If you can take the trap off the sink then you will be able to unclog it. You need to remove the piece of the stopper and replace that part. That is what is catching hair build-up. It will amaze you what the trap looks like inside. Jo Ann
Go underneath the sink and remove the P trap. It is the S shaped pipe directly under the sink that blocks sewer gasses from flowing back up the pipe and into the house. Chances are it is clogged and you can clean it out after removal. If that is not the case and the P trap is clear, your system is now open to be snaked, bypassing that problematic stopper. Even if you have a removable stopper, there is usually a grate that prevents a snake from being deployed in that position anyway. Plumbers never snake that way because it is very difficult to get the snake through the P trap.
The above (pull the trap) answers are valid. In addition, the non-removable stopper is removable. Under the sink on the back of the top section of drain is a horizontal rod, which raises and lowers the stopper. Remove the clip that attached the pull rod behind the faucet to it, then remove the nut or clip holding the rod into the drain pipe. Then the stopper will lift out and a drain snake can be run from the top.
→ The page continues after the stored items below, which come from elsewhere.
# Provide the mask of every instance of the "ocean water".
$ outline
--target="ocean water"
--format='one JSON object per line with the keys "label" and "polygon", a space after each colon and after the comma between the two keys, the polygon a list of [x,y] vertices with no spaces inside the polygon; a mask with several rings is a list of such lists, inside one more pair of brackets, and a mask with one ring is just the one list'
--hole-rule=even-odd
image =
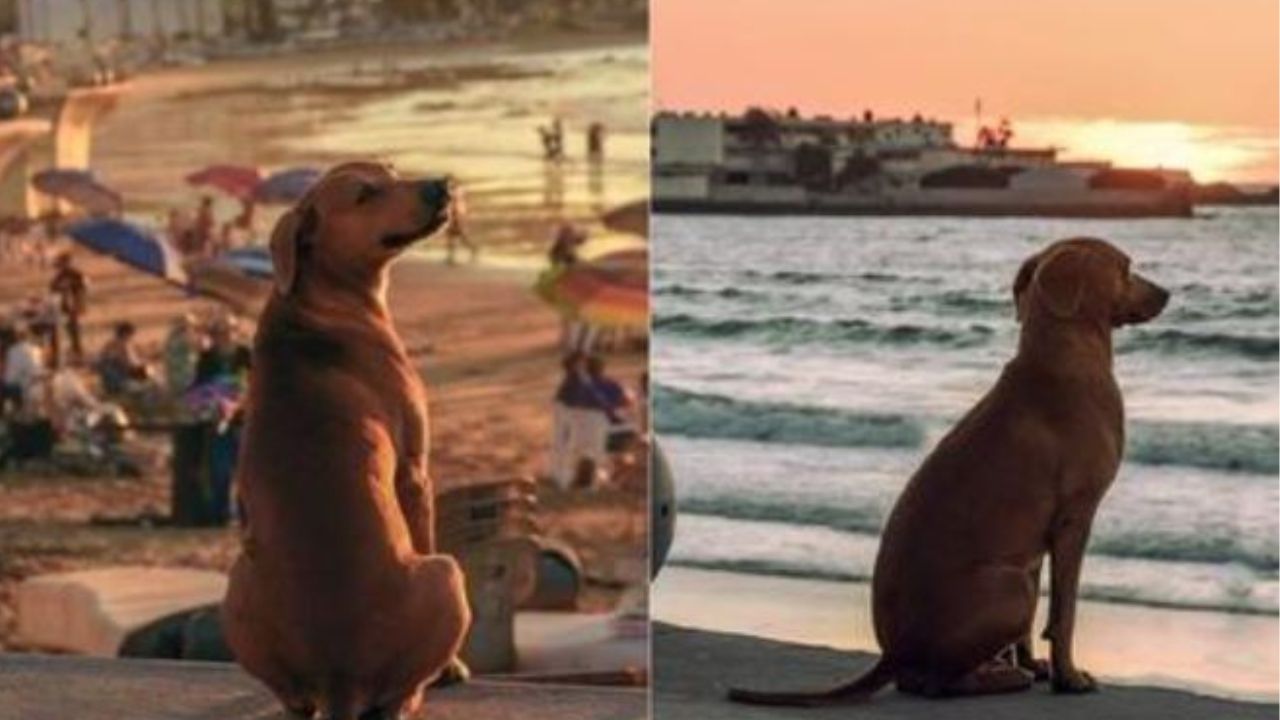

The damn stopper DOES come out. Get under the sink and find where the drain pipe comes down. Shortly below the bottom of the sink, there will be a nut that goes around a shaft. The shaft reaches back to a rod which goes straight up through the back of the sink. That's the stopper control. Undo how the rod attaches to the shaft. Undo the nut holding the shaft in the pipe. Remove the shaft. Now you can undo the big nuts holding the drain pipe together, remove the P trap at the bottom of the pipe and get all that gunk out of there. NOTE: have a big bowl or something under where you're working, there's likely to be some water spillage as a result of this. ALSO: you're going to want some latex gloves on for this. It can get pretty nasty in that pipe. DON'T FORGET: you'll be able to see what you're doing in the P trap but also reach as high up inside the straight pipe both going into the sink and into the wall and fish out every bit that you can. I do this a couple times a year on my sink. Takes fifteen minutes if everything goes wrong. It's easy.